Most black rural South Africans rely on the SABC for their news and current affairs. But the challenge at hand is not about John Perlman, though he is now seen as symbol of an erosion of public broadcasting values at Auckland Park.
Perlman catalysed the commission of inquiry into blacklisting at the SABC when he contradicted, on air, the spokesman, Kaizer Kganyago, who was trying to deny newspaper reports of the censorship of the opinions of certain analysts. The commission confirmed Perlman’s view: the SABC’s managing director of news and current affairs, Snuki Zikalala, had indeed run an informal blacklist, which he then tried belatedly to turn into formal policy.
The fundaments of such practice and policy were ripped apart by commissioners Zwelakhe Sisulu and Gilbert Marcus, who suggested that Zikalala’s management style needed urgent attention. They said that the broadcaster needed to democratically define policy on its use of analysts (because this goes to the heart of its mandate) and that there was a climate of fear that required the attention of the group CE, Dali Mpofu.
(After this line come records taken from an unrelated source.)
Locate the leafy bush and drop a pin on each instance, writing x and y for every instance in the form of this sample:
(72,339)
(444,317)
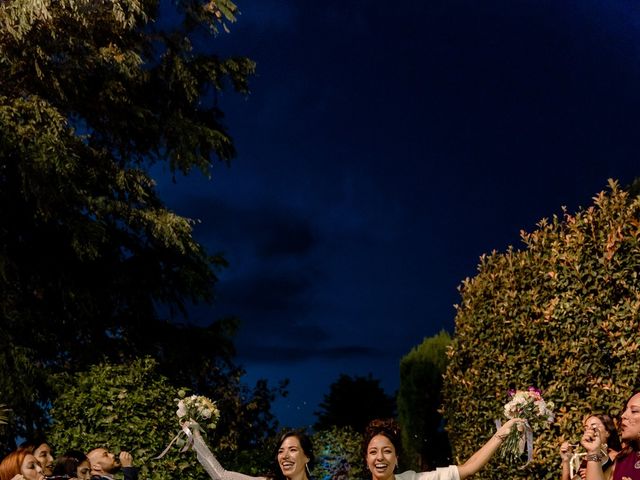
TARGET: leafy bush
(425,443)
(122,407)
(338,454)
(562,314)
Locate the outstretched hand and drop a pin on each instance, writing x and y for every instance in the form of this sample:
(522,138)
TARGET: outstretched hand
(506,428)
(566,451)
(591,440)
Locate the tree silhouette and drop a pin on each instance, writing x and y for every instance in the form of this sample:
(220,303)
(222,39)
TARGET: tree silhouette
(353,402)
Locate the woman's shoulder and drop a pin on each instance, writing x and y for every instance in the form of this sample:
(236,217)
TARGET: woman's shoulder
(441,473)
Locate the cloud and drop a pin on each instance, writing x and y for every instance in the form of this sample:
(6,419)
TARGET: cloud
(282,354)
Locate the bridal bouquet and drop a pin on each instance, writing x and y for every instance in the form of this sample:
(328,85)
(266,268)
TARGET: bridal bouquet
(530,406)
(198,411)
(195,413)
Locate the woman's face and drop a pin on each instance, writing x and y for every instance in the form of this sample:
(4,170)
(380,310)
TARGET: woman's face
(83,472)
(630,420)
(594,423)
(31,469)
(291,458)
(43,455)
(381,458)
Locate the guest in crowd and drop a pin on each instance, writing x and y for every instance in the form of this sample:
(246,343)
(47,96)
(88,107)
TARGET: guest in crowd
(42,451)
(73,464)
(104,464)
(381,451)
(20,464)
(606,427)
(626,465)
(293,457)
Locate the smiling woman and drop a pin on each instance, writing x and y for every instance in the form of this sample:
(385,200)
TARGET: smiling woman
(294,458)
(20,465)
(382,442)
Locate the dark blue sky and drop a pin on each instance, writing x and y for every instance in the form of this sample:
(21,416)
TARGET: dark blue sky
(384,148)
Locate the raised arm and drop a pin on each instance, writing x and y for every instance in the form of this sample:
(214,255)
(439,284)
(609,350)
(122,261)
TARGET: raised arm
(592,443)
(211,464)
(482,456)
(566,451)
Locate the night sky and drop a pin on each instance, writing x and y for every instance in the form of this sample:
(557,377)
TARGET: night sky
(384,148)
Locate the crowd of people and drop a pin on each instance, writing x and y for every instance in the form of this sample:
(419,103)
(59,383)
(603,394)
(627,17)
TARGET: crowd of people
(610,453)
(34,460)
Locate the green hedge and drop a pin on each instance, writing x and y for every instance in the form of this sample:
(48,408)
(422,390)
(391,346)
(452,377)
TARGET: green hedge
(562,314)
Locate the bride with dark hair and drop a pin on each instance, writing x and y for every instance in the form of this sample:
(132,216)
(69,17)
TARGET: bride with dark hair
(293,459)
(381,451)
(626,465)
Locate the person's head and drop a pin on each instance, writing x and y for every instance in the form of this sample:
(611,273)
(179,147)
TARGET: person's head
(42,451)
(630,422)
(21,461)
(606,427)
(74,464)
(381,448)
(294,455)
(102,461)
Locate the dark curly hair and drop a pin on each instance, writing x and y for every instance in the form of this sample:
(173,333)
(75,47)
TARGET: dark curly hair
(387,427)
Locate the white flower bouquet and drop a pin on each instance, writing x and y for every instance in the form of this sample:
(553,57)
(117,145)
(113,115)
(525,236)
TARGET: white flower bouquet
(530,406)
(198,411)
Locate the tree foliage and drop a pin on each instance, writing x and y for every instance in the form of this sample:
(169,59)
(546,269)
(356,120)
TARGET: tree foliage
(353,402)
(338,453)
(122,407)
(563,315)
(425,443)
(92,263)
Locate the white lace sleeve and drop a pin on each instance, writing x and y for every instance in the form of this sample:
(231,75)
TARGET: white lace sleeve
(211,464)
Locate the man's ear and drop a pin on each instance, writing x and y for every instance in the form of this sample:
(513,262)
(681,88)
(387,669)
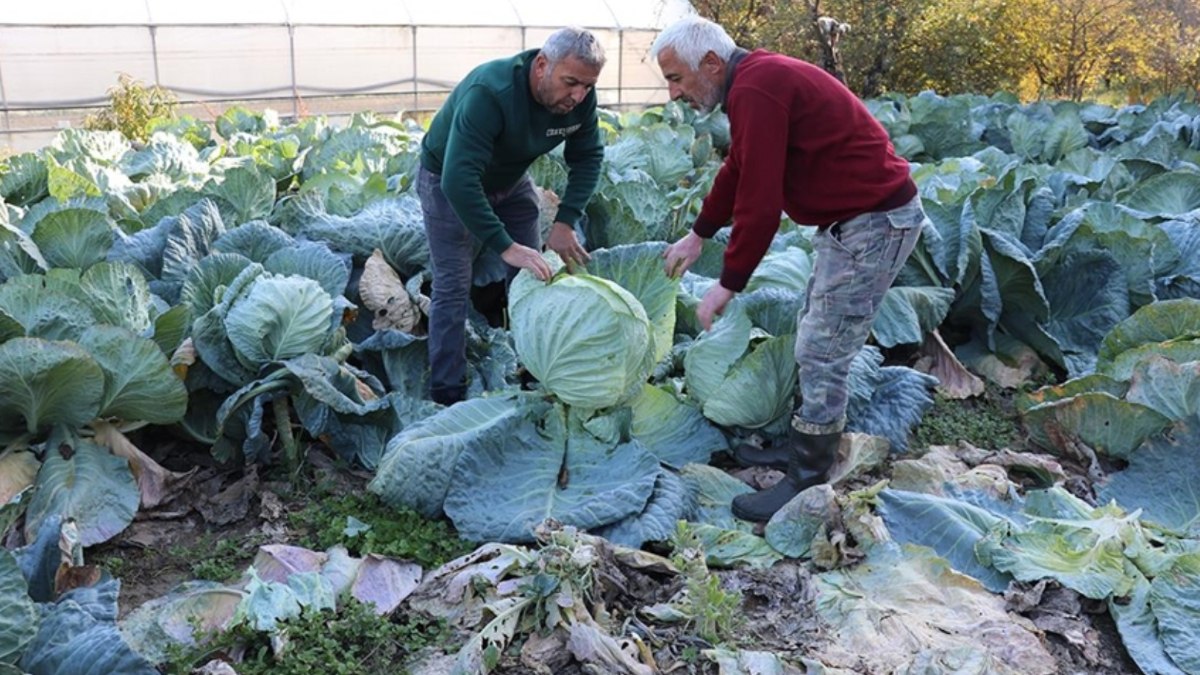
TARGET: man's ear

The report has quietly been shelved, possibly in File 13. Not a single meeting has been held to interrogate its findings; instead, Mpofu has turned on critics, claiming they are anti-black and anti-establishment. Perlman does not leave alone; his co-host, Nikiwe Bikitsha, has also quit, as have the former head of news, Jimi Matthews, and the chief operations officer, Solly Mokoetla.
More worrying is that further down in the studios, the broadcaster is losing talent (and notably black, female talent) to newcomers who pay better. This, too, is symbolic of skewed priorities at the SABC: it is top-heavy with managers, not journalists. The SABC can be a home of excellence in Africa; it is losing that potential and our public representatives on the board lack the commitment or vision to do anything about it.